Introduction:: Whether for modeling diseases, drug testing, or fabricating tissues for repair, accurately recapitulating the native heart is a major challenge for generating fabricated cardiac tissues. The heart is a complex multicellular organ with structural and cellular intricacies that create a functional pump designed to operate for many decades. While the heart’s structural aspects can be addressed by several methods including 3D extrusion bioprinting, the complexity of its cellular composition has resulted in a disproportionate effort toward focusing on the heart's muscle cells, the cardiomyocytes. However, it is known that the relationship and interactions between different cardiac cells affect the maturity and functionality of the fabricated tissue. Crosstalk between cardiomyocytes and endothelial cells, for example, is vital for early heart development, as well as continuing maturation. To create mature cardiac tissues, methods for producing multicellular constructs must be refined. Currently, there are several efficient protocols for differentiating cardiomyocytes or endothelial cells. However, very few protocols have been optimized for 3D applications, and even less for co-differentiation. Therefore, this project aims to define a co-differentiation protocol suitable for the in-situ generation of induced pluripotent stem cell (iPSC) cardiomyocytes/endothelial cell-laden constructs
Materials and Methods:: Established hiPSCs (SVCI-111) obtained from Stanford biobank were plated on 1:100 Geltrex coated 6-well plates and maintained in stem cell maintenance media with 10 μM ROCK inhibitor until 80% confluent. Confluent iPSCs were dissociated with EDTA and combined with 1mL of 3%, 5%, or 10% GelMA-ECM bioink at day -2. The iPSC-laden bioinks were printed using a 27-gauge nozzle on CELLINK’s BioX printer. Live/Dead staining was performed on samples to verify stem cell viability post-printing. Printed constructs were further cultured in stem cell maintenance media for 2 days and then subjected to a small molecule-induced differentiation protocol specified for cardiomyocytes (CM). On Day 0, mesoderm differentiation was induced using small molecules. A 6-well plate of confluent iPSCs was also treated with CHIR 99021. On day 3 early cardiac induction of the cardiomyocytes was induced with a small molecule, IWR-1 on printed samples, and endothelial cells with Vascular endothelial growth factor (VEGF)/ Fibroblast growth factors (FGF) on a 12-well chambered slide. Prints were maintained in cardiomyocyte maintenance media and the 12-well was maintained in endothelial maintenance media respectively for 28 days. Immunofluorescence was performed to observe stem cell, cardiac, and endothelial markers.

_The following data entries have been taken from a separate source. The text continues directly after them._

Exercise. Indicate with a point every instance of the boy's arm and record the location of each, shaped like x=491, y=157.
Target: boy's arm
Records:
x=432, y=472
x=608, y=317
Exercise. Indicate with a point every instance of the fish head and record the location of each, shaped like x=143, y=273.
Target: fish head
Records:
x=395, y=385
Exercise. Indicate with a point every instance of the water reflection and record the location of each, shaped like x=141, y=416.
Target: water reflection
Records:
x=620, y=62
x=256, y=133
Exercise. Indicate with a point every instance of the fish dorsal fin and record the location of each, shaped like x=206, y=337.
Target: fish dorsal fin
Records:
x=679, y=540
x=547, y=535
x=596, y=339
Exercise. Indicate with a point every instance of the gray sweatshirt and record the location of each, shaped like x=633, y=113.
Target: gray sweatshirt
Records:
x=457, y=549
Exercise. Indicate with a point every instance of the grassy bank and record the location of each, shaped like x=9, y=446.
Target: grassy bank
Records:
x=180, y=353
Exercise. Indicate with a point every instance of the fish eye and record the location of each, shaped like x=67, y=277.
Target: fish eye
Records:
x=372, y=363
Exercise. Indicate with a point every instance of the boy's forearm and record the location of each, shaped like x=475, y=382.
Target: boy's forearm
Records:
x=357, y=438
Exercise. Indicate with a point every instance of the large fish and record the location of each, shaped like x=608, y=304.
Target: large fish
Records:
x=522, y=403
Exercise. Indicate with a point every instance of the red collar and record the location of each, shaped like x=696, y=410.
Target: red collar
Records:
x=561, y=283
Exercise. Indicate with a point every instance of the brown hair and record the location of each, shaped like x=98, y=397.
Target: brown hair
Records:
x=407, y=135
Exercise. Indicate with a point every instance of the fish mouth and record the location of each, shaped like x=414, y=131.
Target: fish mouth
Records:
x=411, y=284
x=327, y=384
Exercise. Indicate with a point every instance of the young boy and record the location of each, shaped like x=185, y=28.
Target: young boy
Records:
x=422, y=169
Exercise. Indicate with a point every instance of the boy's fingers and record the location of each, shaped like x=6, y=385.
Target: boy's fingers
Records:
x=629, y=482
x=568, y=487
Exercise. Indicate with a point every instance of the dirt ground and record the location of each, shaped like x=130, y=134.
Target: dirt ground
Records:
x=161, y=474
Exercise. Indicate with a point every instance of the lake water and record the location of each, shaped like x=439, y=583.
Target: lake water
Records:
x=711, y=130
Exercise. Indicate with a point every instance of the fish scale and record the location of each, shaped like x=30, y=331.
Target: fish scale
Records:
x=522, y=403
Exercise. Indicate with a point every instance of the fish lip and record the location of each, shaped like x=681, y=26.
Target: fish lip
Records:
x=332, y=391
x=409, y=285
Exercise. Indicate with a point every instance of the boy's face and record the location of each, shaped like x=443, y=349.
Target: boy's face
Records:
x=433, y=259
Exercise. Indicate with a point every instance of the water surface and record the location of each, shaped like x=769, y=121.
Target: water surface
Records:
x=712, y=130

Results, Conclusions, and Discussions:: Live/Dead staining demonstrated significant viability of stem cells two days after printing within GelMA/ECM bioink. On day 28, immunofluorescence of cardiomyocyte prints revealed the presence of cardiomyocyte marker, cardiac troponin (cTnT) as well as a minimum presence of stem cell marker Oct4. Staining for CD34, an early endothelial marker on 2D 12-well chambered slides demonstrated successful endothelial differentiation. The results of the Live/Dead confirm the current printing protocol is not detrimental to the viability of the stem cells. The presence of cTnT and the minimal presence of Oct 4 suggest that our protocol sufficiently differentiates iPSCs into cardiomyocytes. Preliminary data on 2D controls for endothelial cells suggest that an endothelial protocol is possible for the cell line chosen.